Time after time the Republicans have tried to use a moderate candidate to attract the middle - John McCain, Mitt Romney, Gillespie, etc.  Gillespie didn't have Trump campaign for him - he had George Bush!  They think the way to win is to move closer to the left.  However, time after time, we often see that this is not the case.  People respect people that aren't Democrat lite, that are firm in their ideas, and that have good ideas.  Jason Miller of the Trump campaign said that Gillespie was not out there with a positive reason giving people to vote for him.  Trump had a platform, while Hillary was negative.  The issues were important with the number one issue being healthcare.

6. The Republicans have failed to get things done.  Trump had an ambitious platform, and they have failed to accomplish any of it - mucking up areas they tried to touch.  When you fail to deliver and attack your President, guess what?  You hurt the President and yourselves.  Granted, I believe many in the GOP don't care if they hurt Trump or if they are the party in power as long as their seat is safe and politics as usual continues.  However, by doing this, they hurt their own establishment guy because - shocker!  Attacking Trump doesn't make the establishment popular or help them win votes.  If they don't get anything done, wait for the 2018 bloodbath.

Conclusion

All these things lead me to believe that while Trump did act as a motivator, there seem to be more liberals in Virginia.  At least, more liberals have turned out in all elections in the past 8 years, but again, had Northam had the numbers he had and all the Trump people had turned out, Gillespie would have won.  Gillespie wouldn't have won had all the Hillary people turned out, but they didn't.  The trends show that the opposite party of the President always wins in said President's first year.  Virginia hasn't lost a stateside race in 8 years.  Gillespie lost the Senate even when turnout was lower and motivation was on the side of Republicans.  Turnout may have been depressed among Democrats if Hillary won which might have helped Gillespie as well as the trend of the opposite party getting the governorship but maybe not as again, Republicans haven't won a stateside race in 8 years.  That said, Gillespie was an establishment politician who tried to play both sides of the aisle, and that didn't help him.  Voters like decisiveness.  The Republicans need to get things done and show they can govern and do well.  This infighting and inaction is huge for Democrats.

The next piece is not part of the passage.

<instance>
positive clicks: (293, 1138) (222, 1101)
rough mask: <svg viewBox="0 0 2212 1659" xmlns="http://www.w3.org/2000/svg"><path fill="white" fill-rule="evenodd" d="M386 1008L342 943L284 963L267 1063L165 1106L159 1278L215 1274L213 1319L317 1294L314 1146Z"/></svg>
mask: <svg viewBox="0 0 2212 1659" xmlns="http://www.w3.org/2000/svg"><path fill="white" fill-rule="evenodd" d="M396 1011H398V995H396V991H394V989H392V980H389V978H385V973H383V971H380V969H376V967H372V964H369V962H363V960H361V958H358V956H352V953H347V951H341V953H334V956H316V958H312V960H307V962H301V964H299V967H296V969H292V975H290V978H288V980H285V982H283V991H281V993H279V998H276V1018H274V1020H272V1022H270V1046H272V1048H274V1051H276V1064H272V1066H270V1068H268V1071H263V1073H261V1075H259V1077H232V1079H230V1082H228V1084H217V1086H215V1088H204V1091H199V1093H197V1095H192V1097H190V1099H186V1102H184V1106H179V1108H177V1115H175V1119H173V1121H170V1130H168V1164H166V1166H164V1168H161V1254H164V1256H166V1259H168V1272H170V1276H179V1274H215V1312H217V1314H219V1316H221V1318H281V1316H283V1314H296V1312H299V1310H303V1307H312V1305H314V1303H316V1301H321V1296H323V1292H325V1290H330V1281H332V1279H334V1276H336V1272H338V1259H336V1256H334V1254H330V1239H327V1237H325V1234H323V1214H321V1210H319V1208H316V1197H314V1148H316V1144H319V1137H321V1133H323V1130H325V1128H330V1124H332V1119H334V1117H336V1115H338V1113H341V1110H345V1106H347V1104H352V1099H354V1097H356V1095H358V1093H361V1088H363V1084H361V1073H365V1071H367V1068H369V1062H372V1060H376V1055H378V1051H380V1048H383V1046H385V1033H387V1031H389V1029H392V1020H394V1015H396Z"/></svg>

The bottom line is, the Democrats had a big night.  They picked up some seats.  Let's see if they can do it in a red state or state Trump won.  That's when I will be very concerned.

2020:

In terms of 2020, can the Democrats win with a "moderate" candidate?   We know the Republicans can't usually win with an establishment, Democrat lite.  However, I think the Democrats best bet is someone who is more "moderate".  The far left will fight through the primaries with an Elizabeth Warren, Sanders type.  However, if someone more "moderate" like Northam goes through with a message to the white working class, that will probably be beneficial to Democrats.  Democrats might grumble if it's a "moderate", but I think they will be extra motivated to vote against Trump.  I put "moderate" in scare quotes because I believe that "moderate" Democrats still want to swing the country to the left and overall believe the same as the Warren/Sanders type, they just want to spoon feed it more slowly.  Northam ticks all the liberal boxes sans the sanctuary cities (which he might backtrack on).  Trump only won by 70,000 votes, so we should never get cocky.

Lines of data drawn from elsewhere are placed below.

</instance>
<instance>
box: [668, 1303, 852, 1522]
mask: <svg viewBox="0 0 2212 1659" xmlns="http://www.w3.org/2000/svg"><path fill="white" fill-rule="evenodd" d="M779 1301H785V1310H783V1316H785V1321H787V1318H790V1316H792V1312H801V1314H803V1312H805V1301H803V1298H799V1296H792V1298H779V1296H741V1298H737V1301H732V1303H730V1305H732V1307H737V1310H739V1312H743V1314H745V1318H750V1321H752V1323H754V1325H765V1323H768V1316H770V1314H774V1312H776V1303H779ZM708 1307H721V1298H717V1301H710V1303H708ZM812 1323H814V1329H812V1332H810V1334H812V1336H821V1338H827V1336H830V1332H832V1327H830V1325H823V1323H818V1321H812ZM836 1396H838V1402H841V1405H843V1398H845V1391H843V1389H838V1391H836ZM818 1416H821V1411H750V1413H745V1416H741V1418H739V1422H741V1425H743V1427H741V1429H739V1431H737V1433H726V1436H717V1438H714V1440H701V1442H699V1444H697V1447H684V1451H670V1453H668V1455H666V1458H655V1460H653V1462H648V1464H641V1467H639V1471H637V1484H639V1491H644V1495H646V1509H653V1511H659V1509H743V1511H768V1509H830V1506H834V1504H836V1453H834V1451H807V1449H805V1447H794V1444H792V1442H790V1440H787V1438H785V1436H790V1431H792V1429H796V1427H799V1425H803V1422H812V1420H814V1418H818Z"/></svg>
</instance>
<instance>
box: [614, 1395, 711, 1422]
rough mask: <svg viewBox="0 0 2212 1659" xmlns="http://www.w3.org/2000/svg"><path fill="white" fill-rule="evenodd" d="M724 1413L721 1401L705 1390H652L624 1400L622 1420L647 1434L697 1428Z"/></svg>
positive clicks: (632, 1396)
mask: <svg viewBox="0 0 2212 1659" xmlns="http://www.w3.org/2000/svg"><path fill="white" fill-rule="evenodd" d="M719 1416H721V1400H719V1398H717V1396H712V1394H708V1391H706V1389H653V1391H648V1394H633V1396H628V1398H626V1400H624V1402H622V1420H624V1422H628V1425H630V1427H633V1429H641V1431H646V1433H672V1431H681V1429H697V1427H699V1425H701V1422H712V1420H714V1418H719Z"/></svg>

It's CRUCIAL Trump gets his agenda through.  That's the way we win.  Results.  Trump also said he was going to reach out to minorities during the campaign.  If I were him, I'd do it and keep trying.  Go to the minority communities and share how his policies will help minorities on an issue like jobs, taxes, immigration, inner cities, etc.  This is an opportunity to reach out and possibly change some minds.  It would be good to broaden the base.






Comments

  1. The Dems will likely run a far leftist in 2020. And why shouldn't they? Secondly, the issue in VA comes down to one word. Immigration.